DİHA'daki habere göre, HDP’ye yönelik saldırılar kapsamında 7-8 Eylül 2015 tarihinde Kırşehir’de Gül Kitapevi, HDP il binası ve Kürtlere ait işyerlerini kundaklayanların yargılandığı davada tutuklu sanık kalmadı. Bütün davaların birleşmesinin ardından Kırşehir Ağır Ceza Mahkemesi’nde davanın 1’inci duruşması görüldü. Duruşmada tutuklu sanıklar Ramazan Akçakaya ve Ramazan Doğan ile bazı tutuksuz sanıklar ve avukatları hazır bulunurken, kimi tutuksuz sanıklar ise duruşmaya katılmadı.

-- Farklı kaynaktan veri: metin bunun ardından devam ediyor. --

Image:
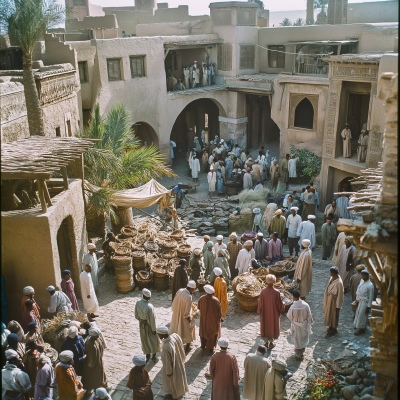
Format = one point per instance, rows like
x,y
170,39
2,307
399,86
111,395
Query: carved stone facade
x,y
295,99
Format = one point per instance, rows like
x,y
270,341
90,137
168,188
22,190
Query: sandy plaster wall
x,y
29,247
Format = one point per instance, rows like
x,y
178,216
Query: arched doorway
x,y
199,114
145,133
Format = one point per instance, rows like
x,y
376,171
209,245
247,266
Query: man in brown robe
x,y
180,279
333,301
210,319
270,308
93,374
233,248
139,380
224,373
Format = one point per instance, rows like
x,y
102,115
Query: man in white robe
x,y
303,272
256,366
174,382
306,230
59,301
364,298
91,258
88,293
211,179
244,257
301,320
182,321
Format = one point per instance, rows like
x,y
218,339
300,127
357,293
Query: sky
x,y
200,7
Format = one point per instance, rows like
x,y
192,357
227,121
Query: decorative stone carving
x,y
295,99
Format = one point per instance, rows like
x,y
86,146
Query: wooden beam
x,y
41,196
65,177
46,194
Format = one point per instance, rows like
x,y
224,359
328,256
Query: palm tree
x,y
26,21
116,161
286,22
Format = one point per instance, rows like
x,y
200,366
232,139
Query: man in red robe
x,y
224,373
210,319
270,308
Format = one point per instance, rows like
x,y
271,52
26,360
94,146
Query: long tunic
x,y
333,299
274,385
233,249
180,279
244,259
221,293
278,224
145,313
210,318
91,305
261,249
182,309
247,181
139,379
270,308
77,346
68,288
93,374
346,135
225,377
343,256
303,272
255,368
301,320
173,360
306,231
211,179
68,384
209,257
364,296
92,260
44,378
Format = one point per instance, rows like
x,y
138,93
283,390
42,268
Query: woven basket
x,y
289,296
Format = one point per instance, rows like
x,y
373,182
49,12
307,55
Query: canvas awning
x,y
144,196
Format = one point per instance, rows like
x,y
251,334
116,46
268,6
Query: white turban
x,y
162,330
223,342
209,289
139,359
146,292
72,331
217,271
66,356
94,331
28,290
10,354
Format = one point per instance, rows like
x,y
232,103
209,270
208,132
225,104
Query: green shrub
x,y
309,165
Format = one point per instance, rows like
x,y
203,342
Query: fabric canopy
x,y
144,196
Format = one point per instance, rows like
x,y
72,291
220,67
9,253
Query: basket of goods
x,y
249,235
184,251
247,295
245,278
127,232
138,260
287,299
144,279
150,246
169,254
282,268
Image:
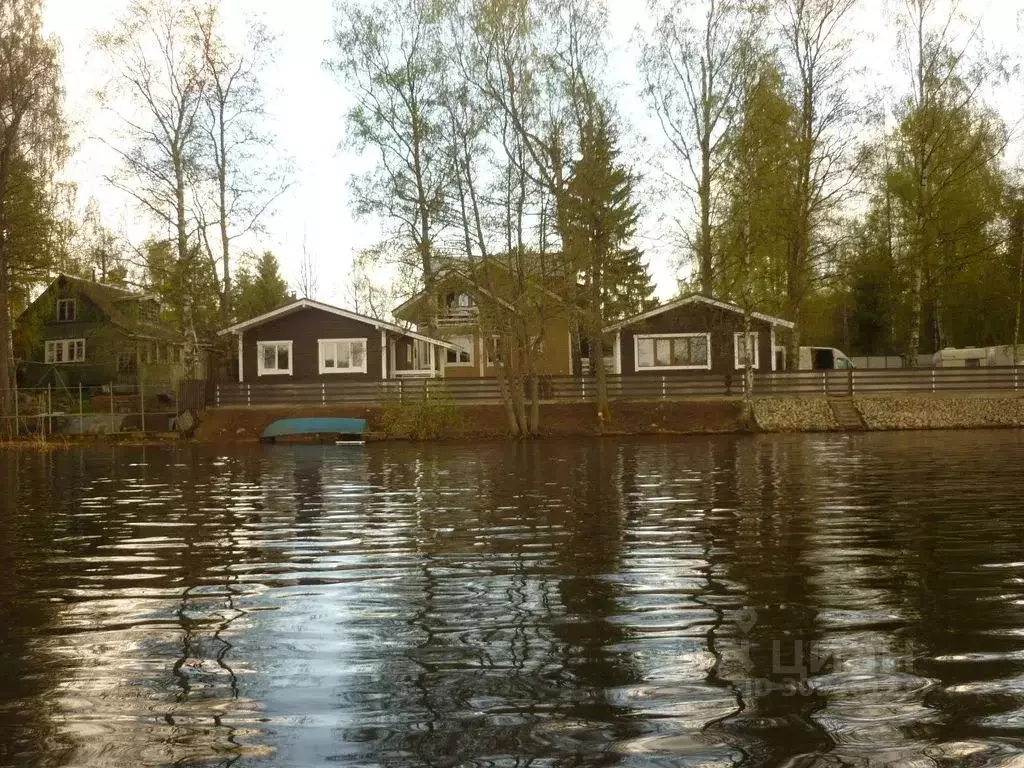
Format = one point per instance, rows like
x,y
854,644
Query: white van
x,y
816,358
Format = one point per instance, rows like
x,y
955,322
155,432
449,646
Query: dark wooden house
x,y
81,332
310,341
694,334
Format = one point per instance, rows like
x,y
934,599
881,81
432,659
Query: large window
x,y
464,355
739,350
67,310
673,351
66,350
342,355
273,357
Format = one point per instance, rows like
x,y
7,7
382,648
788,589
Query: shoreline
x,y
708,416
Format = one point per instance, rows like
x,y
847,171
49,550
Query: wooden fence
x,y
640,387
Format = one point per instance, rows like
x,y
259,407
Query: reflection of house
x,y
310,341
693,333
469,304
84,332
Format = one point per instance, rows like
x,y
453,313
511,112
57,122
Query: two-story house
x,y
81,332
470,305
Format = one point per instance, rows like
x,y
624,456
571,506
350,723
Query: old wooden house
x,y
695,334
309,341
470,305
82,332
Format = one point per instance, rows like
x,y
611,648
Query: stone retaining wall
x,y
794,415
941,413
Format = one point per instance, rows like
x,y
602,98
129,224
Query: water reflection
x,y
805,600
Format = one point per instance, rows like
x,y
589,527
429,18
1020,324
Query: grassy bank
x,y
488,422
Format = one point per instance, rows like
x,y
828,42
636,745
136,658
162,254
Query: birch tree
x,y
242,179
32,131
815,51
387,56
158,93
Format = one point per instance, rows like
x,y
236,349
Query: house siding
x,y
553,360
304,328
697,317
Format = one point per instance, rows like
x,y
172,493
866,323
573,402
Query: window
x,y
739,350
672,351
459,301
493,351
66,350
67,310
273,357
342,355
462,356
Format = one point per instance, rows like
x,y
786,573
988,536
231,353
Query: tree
x,y
258,286
160,72
308,278
244,182
600,219
692,78
387,54
760,185
815,55
32,131
947,146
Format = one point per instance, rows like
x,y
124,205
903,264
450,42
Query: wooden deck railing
x,y
636,388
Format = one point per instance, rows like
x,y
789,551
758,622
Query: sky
x,y
307,107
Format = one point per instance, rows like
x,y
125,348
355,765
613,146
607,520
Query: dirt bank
x,y
476,422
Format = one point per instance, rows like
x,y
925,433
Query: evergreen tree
x,y
258,286
599,218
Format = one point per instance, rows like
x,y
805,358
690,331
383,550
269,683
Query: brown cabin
x,y
693,334
309,341
465,313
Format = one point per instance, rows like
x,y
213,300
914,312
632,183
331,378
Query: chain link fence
x,y
110,409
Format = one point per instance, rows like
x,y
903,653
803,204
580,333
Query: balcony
x,y
455,316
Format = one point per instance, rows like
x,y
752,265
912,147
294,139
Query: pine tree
x,y
600,219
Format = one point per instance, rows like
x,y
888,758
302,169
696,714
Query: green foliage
x,y
258,286
428,419
760,189
182,286
600,214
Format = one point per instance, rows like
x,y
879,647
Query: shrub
x,y
428,419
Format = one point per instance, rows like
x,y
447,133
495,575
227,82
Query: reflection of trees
x,y
765,560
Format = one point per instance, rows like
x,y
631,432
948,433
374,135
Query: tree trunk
x,y
7,427
1020,297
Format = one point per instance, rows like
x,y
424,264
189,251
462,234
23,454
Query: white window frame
x,y
260,371
73,303
471,351
67,345
320,355
636,352
757,350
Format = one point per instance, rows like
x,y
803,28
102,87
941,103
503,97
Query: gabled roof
x,y
110,299
696,298
461,269
300,304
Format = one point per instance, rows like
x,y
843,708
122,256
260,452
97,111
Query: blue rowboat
x,y
344,430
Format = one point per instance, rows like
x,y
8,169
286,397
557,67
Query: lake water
x,y
763,601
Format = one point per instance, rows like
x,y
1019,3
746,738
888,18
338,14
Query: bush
x,y
428,419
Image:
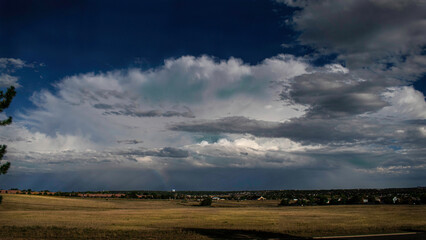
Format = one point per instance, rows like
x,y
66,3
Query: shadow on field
x,y
239,234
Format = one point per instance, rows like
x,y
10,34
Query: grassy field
x,y
25,216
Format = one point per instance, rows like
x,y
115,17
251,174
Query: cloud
x,y
12,63
335,94
363,32
7,80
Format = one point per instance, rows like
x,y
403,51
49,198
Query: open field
x,y
24,216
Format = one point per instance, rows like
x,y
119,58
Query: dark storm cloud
x,y
151,113
331,95
130,141
363,32
103,106
309,130
206,178
229,125
166,152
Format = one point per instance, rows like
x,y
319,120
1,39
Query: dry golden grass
x,y
171,218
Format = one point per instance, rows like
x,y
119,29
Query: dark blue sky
x,y
82,36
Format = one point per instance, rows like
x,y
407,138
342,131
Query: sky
x,y
214,95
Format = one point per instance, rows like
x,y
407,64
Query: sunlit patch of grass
x,y
165,216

Saldırı sırasında taş ve sopa kullanmış
Tutuksuz sanıklardan Selçuk Kaya, olay tarihindeki suçlamaları savunmasında şöyle kabul etti: “Olay tarihinde Diyarbakır Tatlı Salonu isimli iş yerinin camına sopa ile vurdum. Ben vurduğumda cam zaten kırıktı. Ben kırılmış cama vurdum. Yine HDP binasına da taş attım. HDP binasının camları ben taş attığımda zaten kırıktı.”
‘Savcı görüntüleri izlemeden iddianame hazırlamış’
Gül Kitapevi’nin sahibi Eşref Odabaşı’nın avukatı Abdullah Koç, sanıklar Ramazan Çukuryer, İsmail Kılıç, Yunus Sağır ve Selçuk Kaya hakkında Asliye Ceza Mahkemesi’nde açılan iddianamenin eksik olduğunu belirterek, “Olaya ilişkin görüntü kayıtları izlendikten sonra bu sanıklar hakkında adam öldürmeye teşebbüs, mala zarar verme, halkı kin ve düşmanlığa tahrik suçlarından Cumhuriyet Savcılığına ihbarda bulunulmasını ve tutuklu sanıkların tutukluluk hâllerinin devamını talep ediyoruz” dedi.
Avukat Uğur Uğurelli de bütün sanıkların asli failler olduğunu belirterek, tümünün tutuklanmasını talep etti.
Tutuklu sanıklar da suçlarını itiraf etti
Tutuklu sanık Ramazan Akçakaya, savunmasında “Herkes Gül Kitapevi’ne yöneldi. Taş attılar, ben de taş attım. Önüme yanan çanta düştü. Ben de o anki refleks ile çantayı uzaklaştırdım. İş yeri bu sırada yanıyordu. İşyeri sahibi işyerinde değildi. Ben kesinlikle çakmakla hiçbir yeri yakmadım. İş yerine girmedim. Başka hiçbir eyleme katılmadım. Şehitlerin üzüntüsünden bu şekilde davrandım. Müştekinin camını kırdığımdan camın değerini ödemeye hazırım” şeklinde ifade verdi.
Tutuklu sanık Ramazan Doğan ise savunmasında, suçlamaları kabul etmediğini ve tahliyesini talep etti.
Yalan savunma yaptılar
Gül Kitapevi sahibi Eşref Odabaşı, sanıkların suçtan kurtulmak için savunma yaptıklarını belirterek,“Sanıklar ilk olarak HDP binasını taşladılar. Daha sonra Gül Kitapevi’ne yöneldiler. Görüntülerde her iki sanık da olayın başında sonuna kadar olay içindedirler. Biz işyerinin içindeydik. Sanıklar bizim işyerinin içinde olduğumuzu bildikleri hâlde işyerini yaktılar” dedi.
Mahkemeye göre sanıklar mağdur!
Mahkeme heyeti, tutuklu sanıkların cezaevinde kalmaları hâlinde mağdur olma ihtimallerinin kuvvetli olduğundan, mağduriyetlerinin önlemesi gerekçesiyle sanıklara adli kontrol tedbiri uygulayarak tahliyelerine karar verdi. Duruşma 12 Temmuz 2016 tarihine ertelendi.
Böylece, 8 Eylül tarihinde içinde insanlar varken Kürtlere ait iş yerlerini ateşe veren Madımak olayının provasını yaparak, “öldürmeye” teşebbüs eden iki sanık, 8,5 ay tutuklu kaldıktan sonra serbest bırakılmış oldu.